# Analysis of Flight Arrival Delays
## Author: Ranil Rai

## Introduction

This Jupyter Notebook is dedicated to analyzing the flight arrival data for two major airlines, ALASKA and AMWEST. We aim to explore the on-time performance and delay patterns across five destinations. By leveraging the power of pandas within Python, we have structured our dataset from a chart into a CSV format and performed an in-depth analysis to compare the delay rates between the airlines. The insights gained from this analysis will provide a clearer picture of each airline's punctuality, ultimately aiding travelers and stakeholders in making informed decisions.

The dataset includes the number of on-time and delayed arrivals, providing a basis for calculating the delay rate. Our primary objective is to identify which airline has a higher rate of delays and to present our findings in a clear, concise manner.


# Flight Delay Data Creation

In this section, we are creating a DataFrame with the flight delay data provided for ALASKA and AMWEST airlines. The data includes the number of on-time and delayed flights to five destinations: Los Angeles, Phoenix, San Diego, San Francisco, and Seattle.

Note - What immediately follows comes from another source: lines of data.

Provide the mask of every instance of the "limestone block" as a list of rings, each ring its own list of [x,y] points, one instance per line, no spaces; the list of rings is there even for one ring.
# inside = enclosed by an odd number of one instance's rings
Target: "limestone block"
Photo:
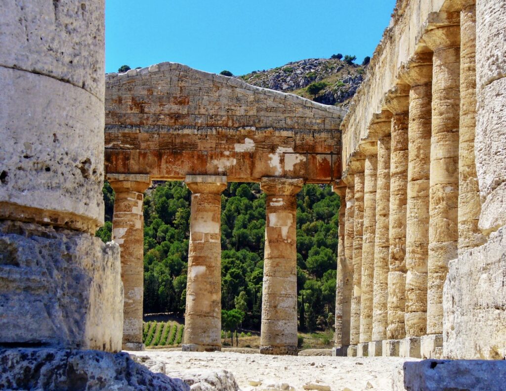
[[[103,1],[7,0],[2,8],[0,66],[70,83],[103,102]]]
[[[443,302],[444,357],[506,357],[506,228],[450,261]]]
[[[121,348],[119,248],[86,233],[0,223],[0,343]]]
[[[1,67],[0,85],[0,217],[94,234],[104,221],[103,103]]]
[[[188,376],[182,380],[154,373],[127,353],[95,350],[4,349],[0,372],[9,389],[189,391],[193,384]]]
[[[408,391],[504,389],[506,361],[424,360],[403,366]]]

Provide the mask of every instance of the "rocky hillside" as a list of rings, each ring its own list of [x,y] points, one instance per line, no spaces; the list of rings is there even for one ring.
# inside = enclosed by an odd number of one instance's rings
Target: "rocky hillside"
[[[362,83],[366,67],[337,58],[311,58],[272,69],[254,71],[238,78],[254,86],[346,108]],[[318,82],[323,82],[324,87],[315,97],[308,91],[308,87]]]

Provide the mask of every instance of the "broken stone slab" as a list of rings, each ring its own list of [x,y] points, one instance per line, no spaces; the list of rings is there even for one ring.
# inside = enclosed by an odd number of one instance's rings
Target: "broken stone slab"
[[[506,384],[506,361],[424,360],[404,363],[407,391],[500,391]]]
[[[126,353],[26,348],[0,350],[0,384],[7,389],[215,389],[213,384],[207,388],[194,388],[190,382],[151,372]]]

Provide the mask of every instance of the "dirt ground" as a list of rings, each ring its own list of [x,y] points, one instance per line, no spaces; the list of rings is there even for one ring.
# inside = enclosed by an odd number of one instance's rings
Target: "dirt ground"
[[[154,371],[164,368],[168,376],[171,371],[184,370],[226,370],[244,391],[388,391],[392,389],[394,371],[401,370],[406,361],[396,357],[273,356],[230,350],[150,350],[131,354],[147,356],[149,359],[145,360],[144,365]]]

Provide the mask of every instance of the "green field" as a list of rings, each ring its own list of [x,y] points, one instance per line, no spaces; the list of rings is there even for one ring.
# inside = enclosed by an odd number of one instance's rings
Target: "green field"
[[[175,347],[183,341],[184,325],[173,321],[144,322],[142,341],[147,347]]]

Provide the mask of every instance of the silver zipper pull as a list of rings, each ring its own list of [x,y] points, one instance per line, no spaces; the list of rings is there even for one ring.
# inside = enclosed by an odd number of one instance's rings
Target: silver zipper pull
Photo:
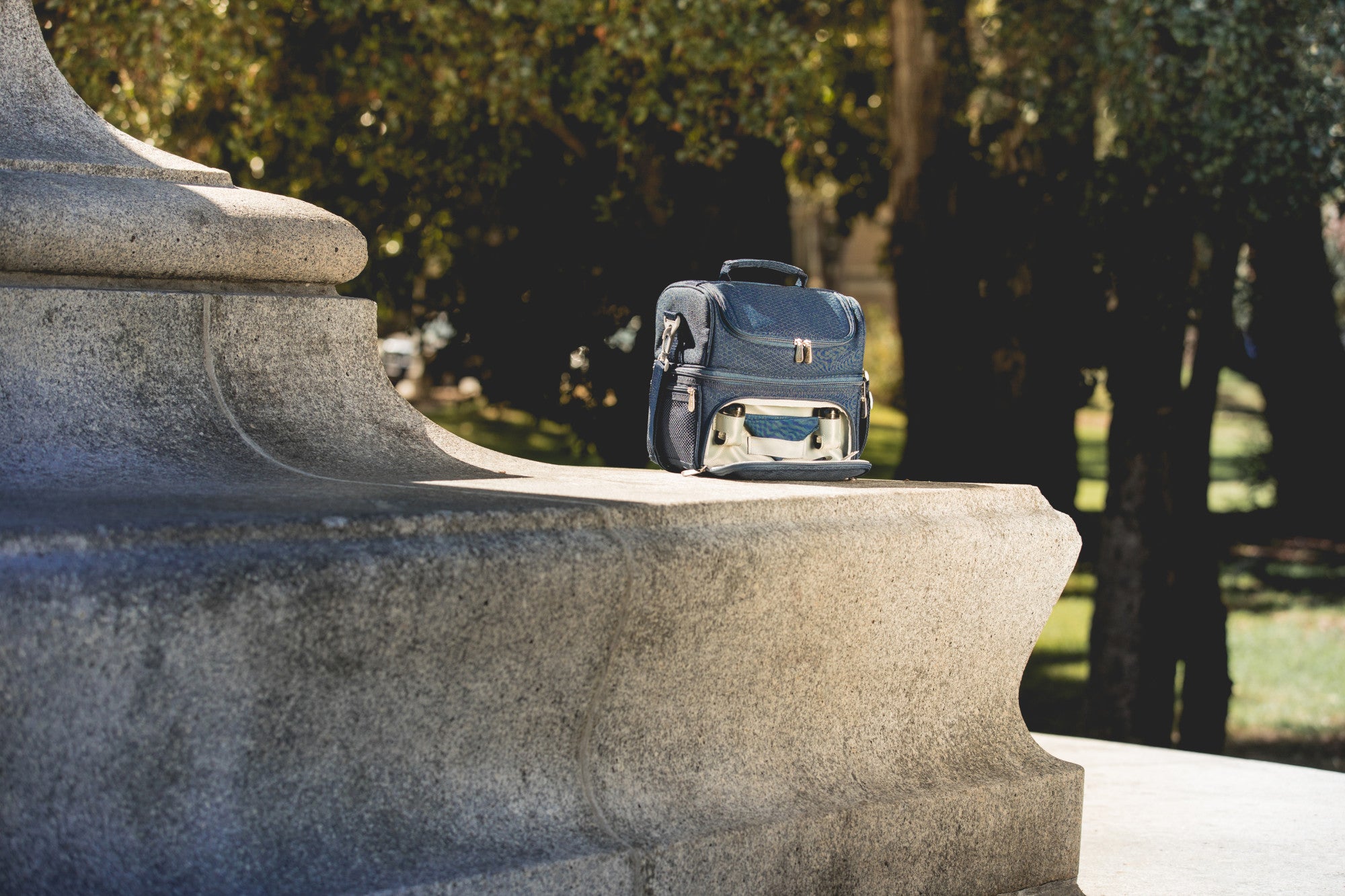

We then convert this DataFrame into CSV format and save it as 'flight_delays.csv'. This CSV file will be used for further analysis to compare the arrival delays between the two airlines.


In [2]:
import pandas as pd

# Data from the project image
data = {
    'Airline': ['ALASKA', 'ALASKA', 'AMWEST', 'AMWEST'],
    'Status': ['on time', 'delayed', 'on time', 'delayed'],
    'Los Angeles': [497, 62, 694, 117],
    'Phoenix': [221, 12, 4840, 415],
    'San Diego': [212, 20, 383, 65],
    'San Francisco': [503, 102, 320, 129],
    'Seattle': [1841, 305, 201, 61]
}

# Create a DataFrame
df = pd.DataFrame(data)

# Convert the DataFrame to CSV format and save it to a file
csv_data = df.to_csv(index=False)
with open('flight_delays.csv', 'w') as file:
    file.write(csv_data)


## Load and Verify Data

The CSV file `flight_delays.csv` has been created and saved. Now, we will load this file back into a pandas DataFrame to ensure that the data has been saved correctly. This step mimics the process of reading a dataset from a file, which is a common practice in data analysis workflows.


In [3]:
# Read the CSV file back into a DataFrame
df = pd.read_csv('flight_delays.csv')

# Display the DataFrame to verify it's loaded correctly
df.head()


Unnamed: 0,Airline,Status,Los Angeles,Phoenix,San Diego,San Francisco,Seattle
0,ALASKA,on time,497,221,212,503,1841
1,ALASKA,delayed,62,12,20,102,305
2,AMWEST,on time,694,4840,383,320,201
3,AMWEST,delayed,117,415,65,129,61


In [4]:
# Calculate the total number of flights for each airline
df['Total Flights'] = df['Los Angeles'] + df['Phoenix'] + df['San Diego'] + df['San Francisco'] + df['Seattle']

# Calculate the total number of on-time and delayed flights for each airline
total_on_time = df[df['Status'] == 'on time']['Total Flights'].sum()
total_delayed = df[df['Status'] == 'delayed']['Total Flights'].sum()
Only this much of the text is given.